Sierra Pacific Resources will announce today its annual request for proposals to provide the utility’s subsidiaries with alternative energy supplies.

The holding company for Nevada Power Co. and Sierra Pacific Power Co. needs to boost its use of renewable energy to comply with a state law that requires the utilities to get 20 percent of their energy from renewable resources or through conservation efforts by 2015.

“We look at (the renewable law) as a floor, rather than a ceiling,” said Bill Heck, the company’s manager of renewable energy.

The utilities will consider contracting for renewable energy to be delivered before it needs the green power to satisfy the state law, he said.

The company will also consider proposals to build renewable-power plants that the utilities could purchase and proposals to buy renewable energy from plants owned by others, Heck said.

Sierra Pacific Resources will choose projects based on three priorities: the price of the renewable power, technical aspects of the project and the commercial aspects of the bidder, including whether the bidder has the financial strength to build the project.

The utilities will need additional solar power by 2013. The renewable-energy law requires that 5 percent of the renewable sources must come from solar energy projects.

“We are especially looking for wind power resources,” because no wind power projects have been built in Nevada yet, Heck said. The utility company is collecting wind data at several locations, rather than relying on wind power developers to study wind data. Eastern Nevada has some of the state’s windiest conditions, but other areas could be used for wind farms, Heck said.

The companies are interested in various kinds of renewable-energy projects, including biomass and waste heat recovery from an industrial process.

The utilities have three geothermal power contracts awaiting Public Utilities Commission approval.
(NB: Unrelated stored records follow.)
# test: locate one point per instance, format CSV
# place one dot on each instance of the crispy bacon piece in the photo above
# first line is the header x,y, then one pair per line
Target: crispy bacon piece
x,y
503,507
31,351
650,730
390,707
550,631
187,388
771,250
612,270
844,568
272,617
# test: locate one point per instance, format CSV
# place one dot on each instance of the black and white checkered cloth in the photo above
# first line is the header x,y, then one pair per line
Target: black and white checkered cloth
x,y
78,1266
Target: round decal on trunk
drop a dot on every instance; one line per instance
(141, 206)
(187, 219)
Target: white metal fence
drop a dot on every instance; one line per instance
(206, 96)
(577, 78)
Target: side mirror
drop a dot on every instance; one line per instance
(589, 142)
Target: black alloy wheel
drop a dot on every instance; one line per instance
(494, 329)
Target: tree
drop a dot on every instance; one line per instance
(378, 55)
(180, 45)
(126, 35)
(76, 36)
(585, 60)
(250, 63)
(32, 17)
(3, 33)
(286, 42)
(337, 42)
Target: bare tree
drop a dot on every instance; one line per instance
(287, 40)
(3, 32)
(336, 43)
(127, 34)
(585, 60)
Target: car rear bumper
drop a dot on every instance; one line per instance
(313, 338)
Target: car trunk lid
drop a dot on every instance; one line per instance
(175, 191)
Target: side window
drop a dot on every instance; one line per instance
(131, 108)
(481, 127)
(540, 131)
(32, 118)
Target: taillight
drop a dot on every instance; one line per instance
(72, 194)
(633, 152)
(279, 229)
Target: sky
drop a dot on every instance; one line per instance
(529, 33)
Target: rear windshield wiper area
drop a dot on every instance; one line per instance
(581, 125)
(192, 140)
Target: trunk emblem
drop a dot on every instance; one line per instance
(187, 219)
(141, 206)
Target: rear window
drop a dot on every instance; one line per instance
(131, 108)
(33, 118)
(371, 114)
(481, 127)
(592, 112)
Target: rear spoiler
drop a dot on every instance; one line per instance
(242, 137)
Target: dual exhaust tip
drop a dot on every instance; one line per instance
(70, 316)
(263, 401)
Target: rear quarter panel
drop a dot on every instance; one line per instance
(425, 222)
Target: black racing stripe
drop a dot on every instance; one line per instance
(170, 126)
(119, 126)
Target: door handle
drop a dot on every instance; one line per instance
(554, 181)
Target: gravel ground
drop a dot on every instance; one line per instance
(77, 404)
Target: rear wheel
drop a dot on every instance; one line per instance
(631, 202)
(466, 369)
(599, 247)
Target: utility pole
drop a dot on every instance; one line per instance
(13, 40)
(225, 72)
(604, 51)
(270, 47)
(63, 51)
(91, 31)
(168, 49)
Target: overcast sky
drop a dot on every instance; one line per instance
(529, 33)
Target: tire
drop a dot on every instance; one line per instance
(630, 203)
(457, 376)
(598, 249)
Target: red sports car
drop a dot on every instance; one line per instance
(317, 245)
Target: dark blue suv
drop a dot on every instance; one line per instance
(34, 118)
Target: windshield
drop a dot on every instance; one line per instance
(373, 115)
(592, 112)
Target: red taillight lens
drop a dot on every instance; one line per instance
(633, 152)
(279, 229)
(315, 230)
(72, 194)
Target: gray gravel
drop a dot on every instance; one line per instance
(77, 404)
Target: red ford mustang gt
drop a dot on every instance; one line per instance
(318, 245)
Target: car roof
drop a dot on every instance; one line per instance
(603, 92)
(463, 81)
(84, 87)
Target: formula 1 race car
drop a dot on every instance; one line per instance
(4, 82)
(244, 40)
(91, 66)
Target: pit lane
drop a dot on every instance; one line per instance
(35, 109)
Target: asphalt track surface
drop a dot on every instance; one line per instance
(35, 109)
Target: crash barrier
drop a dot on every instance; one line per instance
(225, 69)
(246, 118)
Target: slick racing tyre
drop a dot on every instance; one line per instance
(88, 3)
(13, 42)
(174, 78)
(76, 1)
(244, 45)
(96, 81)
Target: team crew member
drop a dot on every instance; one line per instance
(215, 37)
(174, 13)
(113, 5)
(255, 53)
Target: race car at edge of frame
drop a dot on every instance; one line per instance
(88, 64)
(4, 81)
They are the 62-megawatt Carson Lake Basin project near Fallon, 31-megawatt ORNI 20 project near Lander County, and the 46-megawatt TG Power plant near Elko.

Geothermal units use hot underground water or steam to generate electricity.

“The geothermal industry is well-developed in Nevada,” Heck said, and many projects have been built in areas with known geothermal resources.

Responses to the request are due at the company on Nov. 13. The company expects to prepare a short list of the most attractive proposals by January and to seek commission approval for some of the projects in summer 2008.

Separately, the utility holding company on Monday announced it was forming the Nevada Geothermal Energy Technical Advisory Panel to advise senior managers on geothermal power.

“Forming this panel is a critical step in insuring that the company receives the best advice possible for long term planning to fully realize benefits of Nevada’s geothermal energy resources,” Tom Fair, an executive for renewable energy at Sierra Pacific Resources.

David Blackwell, professor of geology at Southern Methodist University, will be chairman.

Other members are Leland “Roy” Mink, retired program director for geothermal technologies at the U.S. Department of Energy; Lisa Shevenell, an hydrogeologist for the Nevada Bureau of Mines and director of the Great Basin Center for Geothermal Energy; and Subir Sanyal, the president and manager of reservoir engineering services of GeothermEx.